Taiwanese American cinema could exist to dictate a shared history, to turn in-jokes, rumor, and mutual friends into something like a historical patchwork. A Taiwanese American from Alhambra and one from Flushing, or one from Austin or Chapel Hill, may not share much outside the home, but they may have heard a common story or perhaps was a protagonist in one. The story’s setting has an official-sounding name: the Overseas Compatriot Youth Taiwan Study Tour. But it has another name, usually whispered with a smile or wink: Love Boat. Especially for the generation coming of age in the 90s and 2000s, the Taiwan-set Love Boat was where parents sent their kids to learn Mandarin and Chinese history – and perhaps find love with a fellow overseas Chinese. Gossip and legends abound. Documentarian Valerie Soe collects many and weaves them into the political history, spinning a spiritual reunion of Taiwanese Americans across states and generations.
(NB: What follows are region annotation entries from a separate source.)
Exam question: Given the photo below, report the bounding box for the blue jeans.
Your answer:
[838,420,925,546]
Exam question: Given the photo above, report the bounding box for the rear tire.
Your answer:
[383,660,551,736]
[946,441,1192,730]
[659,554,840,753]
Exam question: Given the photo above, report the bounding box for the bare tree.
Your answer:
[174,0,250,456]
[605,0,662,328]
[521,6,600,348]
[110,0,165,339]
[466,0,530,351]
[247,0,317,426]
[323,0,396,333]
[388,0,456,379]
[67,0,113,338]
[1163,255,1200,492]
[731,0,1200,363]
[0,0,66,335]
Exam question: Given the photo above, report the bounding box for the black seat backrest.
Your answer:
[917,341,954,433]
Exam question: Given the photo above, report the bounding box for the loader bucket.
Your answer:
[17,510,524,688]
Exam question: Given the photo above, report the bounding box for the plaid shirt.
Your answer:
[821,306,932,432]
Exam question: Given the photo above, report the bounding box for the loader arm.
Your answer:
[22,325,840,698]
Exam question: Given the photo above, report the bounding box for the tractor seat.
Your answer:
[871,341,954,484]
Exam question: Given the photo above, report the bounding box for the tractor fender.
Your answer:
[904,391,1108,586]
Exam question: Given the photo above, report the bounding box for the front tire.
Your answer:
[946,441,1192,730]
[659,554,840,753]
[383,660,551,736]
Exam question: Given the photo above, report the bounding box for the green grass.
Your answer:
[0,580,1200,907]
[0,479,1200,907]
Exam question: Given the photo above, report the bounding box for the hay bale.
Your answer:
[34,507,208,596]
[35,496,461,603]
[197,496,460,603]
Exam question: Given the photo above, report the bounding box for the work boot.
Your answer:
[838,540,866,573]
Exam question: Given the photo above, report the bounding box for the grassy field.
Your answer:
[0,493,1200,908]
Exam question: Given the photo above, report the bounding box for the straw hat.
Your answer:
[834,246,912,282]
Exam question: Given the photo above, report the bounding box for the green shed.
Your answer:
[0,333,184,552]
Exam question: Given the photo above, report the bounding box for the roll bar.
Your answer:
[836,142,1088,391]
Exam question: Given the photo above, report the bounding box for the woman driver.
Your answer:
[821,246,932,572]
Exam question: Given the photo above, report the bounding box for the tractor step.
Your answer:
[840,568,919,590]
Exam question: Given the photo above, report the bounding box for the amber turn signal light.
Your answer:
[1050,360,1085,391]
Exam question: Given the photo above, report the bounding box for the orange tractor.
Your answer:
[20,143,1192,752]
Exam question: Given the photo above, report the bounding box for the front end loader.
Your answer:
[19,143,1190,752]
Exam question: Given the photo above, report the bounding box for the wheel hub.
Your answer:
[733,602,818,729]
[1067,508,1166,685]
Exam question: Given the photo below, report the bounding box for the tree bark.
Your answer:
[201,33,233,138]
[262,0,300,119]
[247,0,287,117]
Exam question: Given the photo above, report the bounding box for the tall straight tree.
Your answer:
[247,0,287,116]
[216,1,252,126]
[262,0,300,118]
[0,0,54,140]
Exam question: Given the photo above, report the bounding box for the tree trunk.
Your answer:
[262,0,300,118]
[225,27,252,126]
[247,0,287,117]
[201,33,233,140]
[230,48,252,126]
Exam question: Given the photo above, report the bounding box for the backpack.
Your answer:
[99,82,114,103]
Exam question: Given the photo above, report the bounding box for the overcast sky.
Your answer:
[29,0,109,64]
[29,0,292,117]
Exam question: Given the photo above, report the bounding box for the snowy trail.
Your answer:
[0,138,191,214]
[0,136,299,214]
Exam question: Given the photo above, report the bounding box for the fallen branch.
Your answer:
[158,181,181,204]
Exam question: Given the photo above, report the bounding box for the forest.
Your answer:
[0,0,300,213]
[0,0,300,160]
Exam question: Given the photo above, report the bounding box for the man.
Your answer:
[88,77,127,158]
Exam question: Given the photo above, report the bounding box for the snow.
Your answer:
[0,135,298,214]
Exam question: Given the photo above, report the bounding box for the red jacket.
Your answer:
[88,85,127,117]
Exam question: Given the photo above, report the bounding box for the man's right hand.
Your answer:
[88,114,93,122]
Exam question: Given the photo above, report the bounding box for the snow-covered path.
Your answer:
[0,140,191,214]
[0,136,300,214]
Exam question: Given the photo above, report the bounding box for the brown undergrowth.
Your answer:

The Half of It (Alice Wu, 2020)

It took 16 years for director Alice Wu to follow-up her debut, the classic Saving Face, which made stars of Lynn Chen and Michelle Krusiec. It well worth the wait. The Half of It is just as rom and just as com, and turns an age-old Cyrano de Bergerac tale into a Tribeca-winning charmer for all: YA readers, queer cinema romantics, and in May 2020 when it dropped on Netflix, a country needing just this story of secret longing and family togetherness to get through those early pandemic months. 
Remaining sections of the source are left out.